It’s funny how after being married for a long time you get to know the intricacies of your spouses’ language. I’ve actually come to understand the underlying meaning of many phrases that others would not comprehend. For example, sometimes when I ask my husband to do a favour for me, his response is “I guess so.” Admittedly, I tend to ask him favours on his rest day from a busy work week. But I’ve come to know that his response basically means “Yes I can, but I don’t really want to”. Because often the way I have worded the question is very much one of capability (can you), rather than one of desire (want to).
In my last blog, I wrote about unbelief and doubt.

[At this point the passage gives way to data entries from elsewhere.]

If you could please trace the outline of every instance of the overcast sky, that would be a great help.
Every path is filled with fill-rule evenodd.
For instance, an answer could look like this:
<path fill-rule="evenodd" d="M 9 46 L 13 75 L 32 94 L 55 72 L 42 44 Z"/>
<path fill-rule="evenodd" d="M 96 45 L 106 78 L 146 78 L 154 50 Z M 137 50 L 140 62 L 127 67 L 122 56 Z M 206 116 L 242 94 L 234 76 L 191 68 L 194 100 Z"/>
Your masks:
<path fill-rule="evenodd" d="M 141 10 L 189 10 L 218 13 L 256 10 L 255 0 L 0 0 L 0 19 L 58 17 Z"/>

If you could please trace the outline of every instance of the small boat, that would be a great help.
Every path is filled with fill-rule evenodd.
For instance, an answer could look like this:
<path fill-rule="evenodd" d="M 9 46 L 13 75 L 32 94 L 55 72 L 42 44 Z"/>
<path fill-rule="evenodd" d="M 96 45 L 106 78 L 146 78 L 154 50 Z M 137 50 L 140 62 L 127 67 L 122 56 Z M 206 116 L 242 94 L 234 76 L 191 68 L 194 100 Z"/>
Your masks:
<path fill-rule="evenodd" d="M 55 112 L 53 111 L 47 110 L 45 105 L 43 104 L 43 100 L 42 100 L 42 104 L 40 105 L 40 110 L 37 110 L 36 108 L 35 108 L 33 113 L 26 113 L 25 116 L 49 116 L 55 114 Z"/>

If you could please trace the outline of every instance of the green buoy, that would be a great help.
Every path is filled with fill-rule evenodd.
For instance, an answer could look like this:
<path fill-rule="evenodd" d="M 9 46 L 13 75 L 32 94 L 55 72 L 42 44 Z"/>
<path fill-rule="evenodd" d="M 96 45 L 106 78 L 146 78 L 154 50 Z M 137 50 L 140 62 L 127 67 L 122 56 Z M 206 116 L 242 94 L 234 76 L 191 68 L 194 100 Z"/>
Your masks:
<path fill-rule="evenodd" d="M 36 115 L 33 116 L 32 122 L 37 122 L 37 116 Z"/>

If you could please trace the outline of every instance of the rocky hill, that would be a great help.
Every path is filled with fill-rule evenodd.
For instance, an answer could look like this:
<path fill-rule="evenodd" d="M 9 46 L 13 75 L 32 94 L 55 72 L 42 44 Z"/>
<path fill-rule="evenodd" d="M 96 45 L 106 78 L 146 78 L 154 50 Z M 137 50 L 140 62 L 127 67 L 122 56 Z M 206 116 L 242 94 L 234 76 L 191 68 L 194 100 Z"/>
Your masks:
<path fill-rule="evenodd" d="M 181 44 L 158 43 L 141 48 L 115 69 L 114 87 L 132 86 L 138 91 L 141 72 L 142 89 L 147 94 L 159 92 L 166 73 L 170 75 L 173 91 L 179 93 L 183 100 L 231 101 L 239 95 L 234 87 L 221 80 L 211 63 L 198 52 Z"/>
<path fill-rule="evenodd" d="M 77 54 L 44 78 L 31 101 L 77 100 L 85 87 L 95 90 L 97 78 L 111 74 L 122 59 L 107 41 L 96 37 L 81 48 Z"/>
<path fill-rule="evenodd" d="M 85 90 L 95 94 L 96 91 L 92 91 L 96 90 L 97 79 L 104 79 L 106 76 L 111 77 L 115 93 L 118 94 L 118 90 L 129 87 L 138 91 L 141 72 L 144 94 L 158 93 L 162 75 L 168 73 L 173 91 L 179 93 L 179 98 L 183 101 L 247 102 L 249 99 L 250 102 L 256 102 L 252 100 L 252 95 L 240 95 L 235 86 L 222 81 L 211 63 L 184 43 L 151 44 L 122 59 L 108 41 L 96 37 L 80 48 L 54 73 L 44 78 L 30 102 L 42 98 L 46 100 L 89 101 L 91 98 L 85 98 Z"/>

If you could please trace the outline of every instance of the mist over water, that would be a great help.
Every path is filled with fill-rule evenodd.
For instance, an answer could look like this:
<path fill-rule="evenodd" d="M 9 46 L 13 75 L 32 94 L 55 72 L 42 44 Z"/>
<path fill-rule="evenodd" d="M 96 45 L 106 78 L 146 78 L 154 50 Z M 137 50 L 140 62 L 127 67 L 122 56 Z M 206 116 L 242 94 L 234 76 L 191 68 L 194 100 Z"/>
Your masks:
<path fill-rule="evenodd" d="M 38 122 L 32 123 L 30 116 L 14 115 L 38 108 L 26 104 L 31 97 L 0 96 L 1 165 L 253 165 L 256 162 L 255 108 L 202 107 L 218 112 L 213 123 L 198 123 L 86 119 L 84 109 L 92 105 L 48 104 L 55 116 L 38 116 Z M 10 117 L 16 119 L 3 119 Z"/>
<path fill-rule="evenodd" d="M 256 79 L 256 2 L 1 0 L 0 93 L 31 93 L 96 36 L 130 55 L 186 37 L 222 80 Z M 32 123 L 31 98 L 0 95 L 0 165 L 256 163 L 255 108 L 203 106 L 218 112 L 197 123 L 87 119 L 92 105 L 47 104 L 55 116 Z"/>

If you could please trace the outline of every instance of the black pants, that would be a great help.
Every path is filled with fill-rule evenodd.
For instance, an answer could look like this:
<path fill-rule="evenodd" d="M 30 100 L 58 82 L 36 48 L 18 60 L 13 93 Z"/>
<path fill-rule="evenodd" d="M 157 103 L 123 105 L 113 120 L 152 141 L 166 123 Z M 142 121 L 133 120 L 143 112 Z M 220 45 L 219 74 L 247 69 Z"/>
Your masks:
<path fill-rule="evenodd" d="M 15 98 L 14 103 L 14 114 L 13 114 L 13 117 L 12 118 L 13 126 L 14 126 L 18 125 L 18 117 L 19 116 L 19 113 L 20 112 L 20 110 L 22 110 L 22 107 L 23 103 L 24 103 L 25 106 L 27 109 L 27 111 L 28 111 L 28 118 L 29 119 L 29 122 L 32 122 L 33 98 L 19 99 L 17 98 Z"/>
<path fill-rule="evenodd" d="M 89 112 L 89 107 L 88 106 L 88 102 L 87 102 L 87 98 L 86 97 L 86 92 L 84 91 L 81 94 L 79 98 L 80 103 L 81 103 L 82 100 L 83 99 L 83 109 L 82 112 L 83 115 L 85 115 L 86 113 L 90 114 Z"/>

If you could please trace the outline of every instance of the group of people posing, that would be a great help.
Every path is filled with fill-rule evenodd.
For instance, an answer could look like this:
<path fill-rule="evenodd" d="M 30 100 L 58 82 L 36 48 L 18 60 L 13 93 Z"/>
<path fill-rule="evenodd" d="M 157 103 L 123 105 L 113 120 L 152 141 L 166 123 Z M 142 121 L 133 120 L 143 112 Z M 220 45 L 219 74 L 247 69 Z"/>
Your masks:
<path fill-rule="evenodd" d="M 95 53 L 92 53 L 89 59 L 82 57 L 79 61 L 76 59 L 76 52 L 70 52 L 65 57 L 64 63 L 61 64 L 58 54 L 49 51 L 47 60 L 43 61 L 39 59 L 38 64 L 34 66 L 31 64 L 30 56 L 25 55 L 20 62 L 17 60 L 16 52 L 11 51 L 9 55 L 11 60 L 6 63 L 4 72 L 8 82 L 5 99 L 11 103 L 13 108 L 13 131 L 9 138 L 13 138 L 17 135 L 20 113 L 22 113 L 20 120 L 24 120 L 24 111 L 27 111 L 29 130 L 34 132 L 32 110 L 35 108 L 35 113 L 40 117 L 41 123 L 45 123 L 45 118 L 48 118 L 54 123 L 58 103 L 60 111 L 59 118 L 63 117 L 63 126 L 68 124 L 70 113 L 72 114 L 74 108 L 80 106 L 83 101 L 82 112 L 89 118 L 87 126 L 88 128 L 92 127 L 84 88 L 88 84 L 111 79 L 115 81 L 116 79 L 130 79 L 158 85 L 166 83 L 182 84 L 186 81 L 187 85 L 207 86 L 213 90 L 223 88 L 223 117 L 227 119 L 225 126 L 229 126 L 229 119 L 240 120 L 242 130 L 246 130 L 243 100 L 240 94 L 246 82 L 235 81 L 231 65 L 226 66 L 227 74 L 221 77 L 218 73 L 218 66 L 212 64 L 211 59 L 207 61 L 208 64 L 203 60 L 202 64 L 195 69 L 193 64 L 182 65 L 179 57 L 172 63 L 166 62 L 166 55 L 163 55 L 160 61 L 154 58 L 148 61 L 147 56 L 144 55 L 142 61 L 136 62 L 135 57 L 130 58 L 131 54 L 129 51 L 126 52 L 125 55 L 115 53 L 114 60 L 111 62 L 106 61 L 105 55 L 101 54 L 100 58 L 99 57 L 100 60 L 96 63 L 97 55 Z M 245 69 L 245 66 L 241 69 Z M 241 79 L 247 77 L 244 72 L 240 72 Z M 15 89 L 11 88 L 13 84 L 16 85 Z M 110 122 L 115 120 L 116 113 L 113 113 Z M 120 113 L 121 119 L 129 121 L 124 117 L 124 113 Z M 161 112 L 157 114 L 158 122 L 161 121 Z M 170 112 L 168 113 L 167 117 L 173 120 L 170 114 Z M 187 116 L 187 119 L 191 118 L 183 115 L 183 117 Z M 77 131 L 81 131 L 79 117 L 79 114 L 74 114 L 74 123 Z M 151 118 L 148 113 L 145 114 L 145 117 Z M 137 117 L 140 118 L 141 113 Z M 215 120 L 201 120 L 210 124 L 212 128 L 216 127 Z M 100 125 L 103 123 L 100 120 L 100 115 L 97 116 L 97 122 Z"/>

It so challenged me, that I thought I would keep thinking about it.
I have spent the last 15+ years in charismatic churches, where the underpinning value is Gods power often through the Holy Spirit. God can move and he does. God demonstrates His power frequently. But something I have realised is that its not His power that I doubt…..I struggle way more with believing in His compassion, mercy and love. Of course, I know He can do anything! I frequently hear about the great things God is doing in the world and through those around me. But rather I wonder whether He sees my plight and has compassion. When I hear the word compassion and God put into a sentence, I automatically associate it with the poor and disadvantaged. I definitely don’t associate it with my middle-class problems. How could my petty complaints compare to those who are so severely underprivileged?? And how could I possibly expect that my situation attracts the compassion of God??
I also often suspect that His mercy is restricted. I don’t know why. I just presume that there are still things that I just I don’t deserve and that He is sitting up there agreeing with me (ironically, the point of mercy is that it is undeserved!)
And I definitely still struggle to comprehend that He loves me. Well, I know and believe it mentally, but when circumstances arise the heart demonstrates my spiritual reality. I presume a lot of believers still struggle with that one too.
Somewhere deep within us…WE BELIEVE THAT GOD CAN INTERVENE, BUT WE AREN’T ENTIRELY SURE THAT HE WANTS TO. Maybe we think He is sitting on the heavenly couch, too busy binging on angelic Netflix to be fully engaged with our situations. Maybe we happen to keep bothering Him on His Sabbath day when He is out playing golf. Sometimes we don’t even ask for the breakthrough we really want, because we just presume its never going to be critical enough to make it to God’s to-do list. We aren’t necessarily too busy to pray, we just aren’t really sure it’s going to make much of a difference. After all, it’s usually my fault that I’m in the mess in the first place, maybe it’s just my cross to bear. Well, that isn’t what God meant when he said ‘Take up your cross’.
It’s clear that we don’t really comprehend the incredibly personal nature of God when we think like this. Yes, He is capable, but He is also willing. I love the words of the Psalmist who says:
“You have searched me, Lord, and you KNOW me. You know when I sit and when I rise; you perceive my thoughts from afar. You discern my going out and my lying down; you are familiar with all my ways. Before a word is on my tongue you, Lord, know it completely. (Psalm 139:1-4)
Our God is absolutely devoted to us. There is no detail of our life He misses. His gaze is constant. He hears our unspoken thoughts. Our hearts are an open book to Him. This kind of intimacy is birthed through the WILLINGNESS of God to engage so personally with His children.
Gods’ decisions are probably more often an act of love than an act of power…..
CORRECTION: All of Gods’ decisions are motivated by love, including those that demonstrate His power.